# Weird tail wiggle



## Len (Aug 22, 2018)

So, i just saw my bnw tegu vox wiggle their tail weirdly, not whipping like a dog’s tail but zigzaggy like a slow wiggle.

I recorded it but i can’t seem to upload it here. It happened outside of vox’s enclosure and reptile room. I thought they were gonna lose it’s tail, so i thought about putting them back to their enclosure but i was scared me picking them up was gonna trigger it even more so i let them be. Then after a while vox pooped, and then he walked with his body and tail crooked and dragged, makes me more terrified but maybe it was just cleaning their but.

Any idea what’s happening with vox? Becuase i’ve never seen anything like this..


----------



## Stef_W (Aug 22, 2018)

It's a defensive posture. Sometimes it's because you've spooked them, other times they'll do it just being sassy. It's a "check out my tail, don't bite my face" or "check out my tail so I can bite YOUR face" sorta message. Generally it's the former, but I've definitely had a tegu bust out the tail wiggle just to tell me to piss off. In a youngster, it's sometimes accompanied by huffing or some posturing/strutting.


----------



## Len (Aug 25, 2018)

I don't know.. they doesn't seem threatened or at least doesn’t show any signs of being afraid, but of course i can't tell for sure.
To me it's kinda like a snake movement.. and i've never seen a lizard do that..

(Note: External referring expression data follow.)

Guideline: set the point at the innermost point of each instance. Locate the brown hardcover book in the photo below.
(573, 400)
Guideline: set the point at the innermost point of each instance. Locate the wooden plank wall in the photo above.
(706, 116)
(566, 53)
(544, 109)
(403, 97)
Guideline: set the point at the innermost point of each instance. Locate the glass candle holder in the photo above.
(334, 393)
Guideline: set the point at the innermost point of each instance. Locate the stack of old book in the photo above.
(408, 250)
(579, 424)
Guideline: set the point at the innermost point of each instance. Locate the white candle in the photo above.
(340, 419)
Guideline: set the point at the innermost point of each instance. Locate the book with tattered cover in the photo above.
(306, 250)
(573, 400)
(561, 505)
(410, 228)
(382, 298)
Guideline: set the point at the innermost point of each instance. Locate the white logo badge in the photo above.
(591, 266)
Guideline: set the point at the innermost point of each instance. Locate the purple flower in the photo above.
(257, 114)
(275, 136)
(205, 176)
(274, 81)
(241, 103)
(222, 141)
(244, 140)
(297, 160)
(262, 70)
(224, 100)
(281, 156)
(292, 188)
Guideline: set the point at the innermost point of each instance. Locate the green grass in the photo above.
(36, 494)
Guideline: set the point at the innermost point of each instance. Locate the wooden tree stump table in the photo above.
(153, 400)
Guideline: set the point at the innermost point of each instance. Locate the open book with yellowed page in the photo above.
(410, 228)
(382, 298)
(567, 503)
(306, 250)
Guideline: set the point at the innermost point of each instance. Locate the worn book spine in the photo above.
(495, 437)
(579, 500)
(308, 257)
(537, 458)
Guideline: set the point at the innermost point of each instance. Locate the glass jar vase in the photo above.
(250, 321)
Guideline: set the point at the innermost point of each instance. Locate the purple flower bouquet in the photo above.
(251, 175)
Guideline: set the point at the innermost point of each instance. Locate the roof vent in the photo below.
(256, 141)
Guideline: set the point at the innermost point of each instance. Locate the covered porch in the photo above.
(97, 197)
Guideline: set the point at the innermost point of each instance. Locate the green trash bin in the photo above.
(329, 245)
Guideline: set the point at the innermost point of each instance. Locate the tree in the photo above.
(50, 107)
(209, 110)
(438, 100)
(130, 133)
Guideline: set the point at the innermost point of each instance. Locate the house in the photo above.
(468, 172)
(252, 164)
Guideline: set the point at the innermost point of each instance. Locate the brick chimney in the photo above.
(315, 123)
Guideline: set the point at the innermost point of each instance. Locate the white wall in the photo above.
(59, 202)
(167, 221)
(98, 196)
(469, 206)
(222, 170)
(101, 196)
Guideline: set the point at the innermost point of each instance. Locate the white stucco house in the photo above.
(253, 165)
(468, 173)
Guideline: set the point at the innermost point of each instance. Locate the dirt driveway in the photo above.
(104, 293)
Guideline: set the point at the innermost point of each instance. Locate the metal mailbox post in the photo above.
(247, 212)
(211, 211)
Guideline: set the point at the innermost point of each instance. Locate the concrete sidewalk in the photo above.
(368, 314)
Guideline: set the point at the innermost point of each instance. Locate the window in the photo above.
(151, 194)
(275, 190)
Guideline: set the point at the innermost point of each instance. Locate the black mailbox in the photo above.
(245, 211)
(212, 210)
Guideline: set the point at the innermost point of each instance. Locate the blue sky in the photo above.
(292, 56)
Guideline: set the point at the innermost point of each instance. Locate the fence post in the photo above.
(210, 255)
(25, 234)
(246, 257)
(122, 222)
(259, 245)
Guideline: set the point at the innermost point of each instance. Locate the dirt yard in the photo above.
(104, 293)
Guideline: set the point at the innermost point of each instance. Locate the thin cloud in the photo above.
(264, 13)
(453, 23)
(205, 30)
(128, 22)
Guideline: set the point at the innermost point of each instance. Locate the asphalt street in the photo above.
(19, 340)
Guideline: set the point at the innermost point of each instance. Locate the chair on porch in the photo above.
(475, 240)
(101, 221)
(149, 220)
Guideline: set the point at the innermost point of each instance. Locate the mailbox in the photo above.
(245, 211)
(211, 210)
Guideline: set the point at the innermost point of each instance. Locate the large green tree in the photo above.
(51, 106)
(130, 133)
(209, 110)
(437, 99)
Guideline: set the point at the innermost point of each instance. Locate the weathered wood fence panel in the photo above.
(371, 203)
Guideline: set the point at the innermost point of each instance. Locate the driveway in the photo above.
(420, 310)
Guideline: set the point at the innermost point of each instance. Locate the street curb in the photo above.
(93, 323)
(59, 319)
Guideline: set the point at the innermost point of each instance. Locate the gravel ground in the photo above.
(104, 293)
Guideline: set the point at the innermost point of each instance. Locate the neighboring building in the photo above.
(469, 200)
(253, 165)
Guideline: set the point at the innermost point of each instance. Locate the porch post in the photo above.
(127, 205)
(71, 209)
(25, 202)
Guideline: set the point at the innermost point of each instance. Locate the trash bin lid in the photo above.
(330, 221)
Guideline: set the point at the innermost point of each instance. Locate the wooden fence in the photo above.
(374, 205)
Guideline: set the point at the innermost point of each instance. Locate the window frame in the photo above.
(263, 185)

And i've posted the vid on youtube :


----------



## AlphaAlpha (Aug 25, 2018)

Think he was just brewing up for his poop ....


----------



## Stef_W (Aug 25, 2018)

Oh, just a tiny tail wiggle. Yeah, that's probably just a poop on the way


----------



## Len (Aug 27, 2018)

Ok, now i feel dumb for being so worried over that stuff.. but vox is my first reptile other than snakes 

thanks for the replies btw!


----------



## Walter1 (Aug 28, 2018)

Len said:


> Ok, now i feel dumb for being so worried over that stuff.. but vox is my first reptile other than snakes
> 
> thanks for the replies btw!


Not dumb. You're observant.


----------



## rosieuk (Aug 29, 2018)

If the tail arches upwards and he stands up on his back legs, that's poop time. If you touch his tail and it arches up, that's an unhappy tegu. 
A sinuous side to side motion of the entire tail and/or huffing is a mildly annoyed tegu. A Tegu standing as tall as possible and stamping is a very upset tegu. A mouth gape with either is an excuse to lose fingers (a Tegu bite is very powerful). Wild ones will chase dogs & humans and can run standing up - like a frilled dragon on steroids.
If you take him outside be extremely sure there are no foxes or fox spraint about. If a Tegu smells foxes they will go batsh*t nuts and you will find out that tegu teeth will go through jeans like a hot knife through butter and a very scared Tegu will think everyone and everything (up to and including a small family car) is out to eat it. They're not fun in this situation and can hurt you.
It's better to worry too much about an unfamiliar pet than not enough, things can go bad quickly. It also helps to buy from a good breeder who gives you the right information (mine didn't, tegu are *not* the same as monitors) .
Incidentally has anyone heat gunned their tegu as they get up from basking - I'm curious about how hot they like to be before wandering off to hunt or whatever...


----------